Citoyens gardes nationaux, qui êtes appelés à la défense de nos libertés, soyez sans crainte sur l’avenir de vos enfants : si vous succombiez, la Commune les adoptera et nous les élèverons dans le souvenir du courage de leurs pères et dans la haine de l’oppression.

Citoyennes qui avez recours à l’assistance communale, gagnez les secours que nous vous accordons par le travail que vous ferez pour l’entretien de nos orphelins.

Et vous tous, commerçants et ouvriers, concourez avec nous à cette bonne œuvre, qui consiste à remplacer un établissement où florissait l’enseignement clérical par notre Maison des Orphelins de la Commune !

Les Membres de la Commune,
Ant. ARNAUD, DEMAY, Clovis DUPONT, PINDY.

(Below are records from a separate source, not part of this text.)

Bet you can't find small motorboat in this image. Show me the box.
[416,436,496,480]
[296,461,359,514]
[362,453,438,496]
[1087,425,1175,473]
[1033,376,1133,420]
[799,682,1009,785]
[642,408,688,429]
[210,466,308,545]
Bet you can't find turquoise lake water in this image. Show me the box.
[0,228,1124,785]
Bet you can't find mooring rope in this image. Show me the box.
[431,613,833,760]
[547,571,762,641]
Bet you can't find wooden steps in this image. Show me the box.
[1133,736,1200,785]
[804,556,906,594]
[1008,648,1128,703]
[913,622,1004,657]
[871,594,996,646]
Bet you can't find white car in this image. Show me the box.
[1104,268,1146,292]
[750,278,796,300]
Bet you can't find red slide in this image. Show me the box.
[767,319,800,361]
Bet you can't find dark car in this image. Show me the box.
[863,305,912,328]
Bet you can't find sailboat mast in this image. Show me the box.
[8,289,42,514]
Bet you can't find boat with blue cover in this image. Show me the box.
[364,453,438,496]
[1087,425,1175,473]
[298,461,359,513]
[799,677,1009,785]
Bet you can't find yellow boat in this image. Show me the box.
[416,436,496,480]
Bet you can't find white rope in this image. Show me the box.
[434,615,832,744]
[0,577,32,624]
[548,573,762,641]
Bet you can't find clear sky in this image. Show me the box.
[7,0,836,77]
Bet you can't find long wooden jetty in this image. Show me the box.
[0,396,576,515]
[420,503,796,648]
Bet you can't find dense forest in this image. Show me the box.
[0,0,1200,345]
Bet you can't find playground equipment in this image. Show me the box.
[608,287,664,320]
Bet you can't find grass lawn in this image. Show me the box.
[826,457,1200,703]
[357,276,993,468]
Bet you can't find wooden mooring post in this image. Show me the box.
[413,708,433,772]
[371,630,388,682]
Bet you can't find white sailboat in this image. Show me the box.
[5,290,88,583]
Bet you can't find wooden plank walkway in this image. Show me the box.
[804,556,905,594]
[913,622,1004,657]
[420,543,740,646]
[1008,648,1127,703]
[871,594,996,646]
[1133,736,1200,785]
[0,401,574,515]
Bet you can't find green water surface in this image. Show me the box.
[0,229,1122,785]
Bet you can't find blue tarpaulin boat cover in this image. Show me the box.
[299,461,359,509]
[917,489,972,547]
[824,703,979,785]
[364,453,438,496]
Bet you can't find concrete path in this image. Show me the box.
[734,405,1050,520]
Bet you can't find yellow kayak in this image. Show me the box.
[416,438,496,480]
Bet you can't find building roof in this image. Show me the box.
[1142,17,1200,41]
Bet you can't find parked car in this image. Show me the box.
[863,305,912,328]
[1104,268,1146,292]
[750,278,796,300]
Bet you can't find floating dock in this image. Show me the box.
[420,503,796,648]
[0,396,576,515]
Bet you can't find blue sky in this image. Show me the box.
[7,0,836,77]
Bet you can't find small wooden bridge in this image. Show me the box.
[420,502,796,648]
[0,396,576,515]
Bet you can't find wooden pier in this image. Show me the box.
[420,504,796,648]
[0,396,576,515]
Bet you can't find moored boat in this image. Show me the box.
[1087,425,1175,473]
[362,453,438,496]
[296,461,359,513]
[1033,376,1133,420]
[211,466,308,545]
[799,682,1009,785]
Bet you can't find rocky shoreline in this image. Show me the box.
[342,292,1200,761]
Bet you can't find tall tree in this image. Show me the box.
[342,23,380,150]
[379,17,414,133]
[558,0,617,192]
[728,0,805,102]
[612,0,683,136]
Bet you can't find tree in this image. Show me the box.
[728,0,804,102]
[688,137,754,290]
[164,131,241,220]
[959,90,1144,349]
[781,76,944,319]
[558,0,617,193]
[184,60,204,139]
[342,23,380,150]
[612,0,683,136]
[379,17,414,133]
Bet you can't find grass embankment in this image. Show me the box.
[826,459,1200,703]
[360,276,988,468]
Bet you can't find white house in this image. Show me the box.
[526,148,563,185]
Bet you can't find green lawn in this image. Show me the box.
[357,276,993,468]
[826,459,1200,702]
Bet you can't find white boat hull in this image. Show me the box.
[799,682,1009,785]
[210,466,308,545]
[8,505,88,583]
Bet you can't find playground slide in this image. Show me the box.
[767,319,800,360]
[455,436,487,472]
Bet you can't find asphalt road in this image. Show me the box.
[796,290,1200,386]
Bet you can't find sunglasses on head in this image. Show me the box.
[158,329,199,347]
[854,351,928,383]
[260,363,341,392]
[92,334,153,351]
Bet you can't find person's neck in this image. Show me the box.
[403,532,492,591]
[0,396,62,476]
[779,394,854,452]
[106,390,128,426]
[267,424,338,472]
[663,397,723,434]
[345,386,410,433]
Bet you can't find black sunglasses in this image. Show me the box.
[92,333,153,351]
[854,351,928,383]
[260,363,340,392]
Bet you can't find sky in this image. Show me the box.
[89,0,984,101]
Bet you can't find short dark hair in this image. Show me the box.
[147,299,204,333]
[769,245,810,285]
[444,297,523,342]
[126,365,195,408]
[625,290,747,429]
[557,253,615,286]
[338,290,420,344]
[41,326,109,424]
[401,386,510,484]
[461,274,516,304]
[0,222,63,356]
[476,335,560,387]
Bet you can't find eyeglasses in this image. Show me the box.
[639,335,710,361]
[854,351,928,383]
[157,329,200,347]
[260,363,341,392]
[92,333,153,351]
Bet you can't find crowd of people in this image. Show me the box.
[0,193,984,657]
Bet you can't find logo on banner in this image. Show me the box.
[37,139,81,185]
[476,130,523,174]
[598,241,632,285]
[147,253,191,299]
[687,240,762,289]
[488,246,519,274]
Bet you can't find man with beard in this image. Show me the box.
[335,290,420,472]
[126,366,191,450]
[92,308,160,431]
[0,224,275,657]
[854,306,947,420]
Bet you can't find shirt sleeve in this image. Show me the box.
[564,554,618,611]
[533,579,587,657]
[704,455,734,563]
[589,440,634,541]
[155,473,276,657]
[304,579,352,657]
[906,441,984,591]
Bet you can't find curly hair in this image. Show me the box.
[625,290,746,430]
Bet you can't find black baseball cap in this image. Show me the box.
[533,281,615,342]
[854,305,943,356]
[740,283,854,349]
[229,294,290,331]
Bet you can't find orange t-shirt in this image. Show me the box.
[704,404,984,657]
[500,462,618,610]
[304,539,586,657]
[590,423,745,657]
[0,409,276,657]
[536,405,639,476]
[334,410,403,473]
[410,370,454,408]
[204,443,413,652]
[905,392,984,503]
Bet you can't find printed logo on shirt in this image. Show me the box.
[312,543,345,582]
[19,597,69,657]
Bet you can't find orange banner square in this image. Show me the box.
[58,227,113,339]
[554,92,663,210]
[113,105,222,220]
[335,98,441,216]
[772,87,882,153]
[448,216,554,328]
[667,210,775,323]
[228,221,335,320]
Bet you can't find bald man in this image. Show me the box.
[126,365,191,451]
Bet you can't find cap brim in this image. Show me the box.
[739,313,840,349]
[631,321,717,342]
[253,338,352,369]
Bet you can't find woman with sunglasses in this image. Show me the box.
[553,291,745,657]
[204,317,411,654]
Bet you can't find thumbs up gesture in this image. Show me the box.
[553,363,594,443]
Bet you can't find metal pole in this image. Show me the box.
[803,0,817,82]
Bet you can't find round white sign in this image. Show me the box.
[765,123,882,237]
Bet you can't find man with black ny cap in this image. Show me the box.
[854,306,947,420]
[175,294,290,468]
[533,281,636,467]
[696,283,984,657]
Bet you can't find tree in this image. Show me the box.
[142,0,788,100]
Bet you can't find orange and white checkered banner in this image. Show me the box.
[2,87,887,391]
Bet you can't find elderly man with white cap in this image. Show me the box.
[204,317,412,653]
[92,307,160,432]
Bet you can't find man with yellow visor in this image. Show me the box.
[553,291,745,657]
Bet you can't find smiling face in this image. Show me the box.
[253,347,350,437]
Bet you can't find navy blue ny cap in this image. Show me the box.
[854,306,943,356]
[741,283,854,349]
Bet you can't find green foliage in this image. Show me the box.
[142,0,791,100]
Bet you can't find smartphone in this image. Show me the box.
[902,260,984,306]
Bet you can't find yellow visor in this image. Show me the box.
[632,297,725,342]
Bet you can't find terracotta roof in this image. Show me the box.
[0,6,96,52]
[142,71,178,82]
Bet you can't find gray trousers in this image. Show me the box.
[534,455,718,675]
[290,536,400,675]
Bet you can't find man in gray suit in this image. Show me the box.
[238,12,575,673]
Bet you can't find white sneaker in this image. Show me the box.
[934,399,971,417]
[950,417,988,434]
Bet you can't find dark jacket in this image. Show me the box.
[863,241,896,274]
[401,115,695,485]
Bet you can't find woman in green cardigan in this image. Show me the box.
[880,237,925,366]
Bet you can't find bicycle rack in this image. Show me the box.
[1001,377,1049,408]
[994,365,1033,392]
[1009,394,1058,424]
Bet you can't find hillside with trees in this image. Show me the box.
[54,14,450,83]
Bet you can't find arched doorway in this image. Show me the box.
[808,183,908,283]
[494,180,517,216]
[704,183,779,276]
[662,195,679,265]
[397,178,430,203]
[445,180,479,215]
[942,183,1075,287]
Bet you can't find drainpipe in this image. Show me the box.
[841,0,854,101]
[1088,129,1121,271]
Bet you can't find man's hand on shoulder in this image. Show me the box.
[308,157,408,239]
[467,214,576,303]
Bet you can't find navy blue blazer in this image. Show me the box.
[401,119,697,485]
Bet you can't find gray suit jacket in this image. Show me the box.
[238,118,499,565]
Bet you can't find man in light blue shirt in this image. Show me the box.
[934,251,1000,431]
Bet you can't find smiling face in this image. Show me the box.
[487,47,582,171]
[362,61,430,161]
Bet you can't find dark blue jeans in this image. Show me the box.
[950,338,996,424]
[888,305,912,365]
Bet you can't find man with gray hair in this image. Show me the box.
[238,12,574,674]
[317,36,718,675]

Les Membres de la Commune du 3e arrondissement
ARRÊTENT :
Les citoyens BIBAL, Président de la Commission des écoles du 3e arrondissement ;
DUBARD,
DEDIOT père,
LÉON JACOB, Secrétaire général,
sont nommés Membres de l’Administration de l’Orphelinat communal, sous la présidence des Membres de la Commune du 3e arrondissement.
Ant. ARNAUD, DEMAY. Clovis DUPONT. PINDY.

IMPRIMERIE NATIONALE. — Mai 1871.


sources :

Texte d’après Les Murailles politiques françaises, tome II : la Commune, Paris, Versailles, la Province (Paris : Le Chevalier, 1874. 688 p.), p. 520.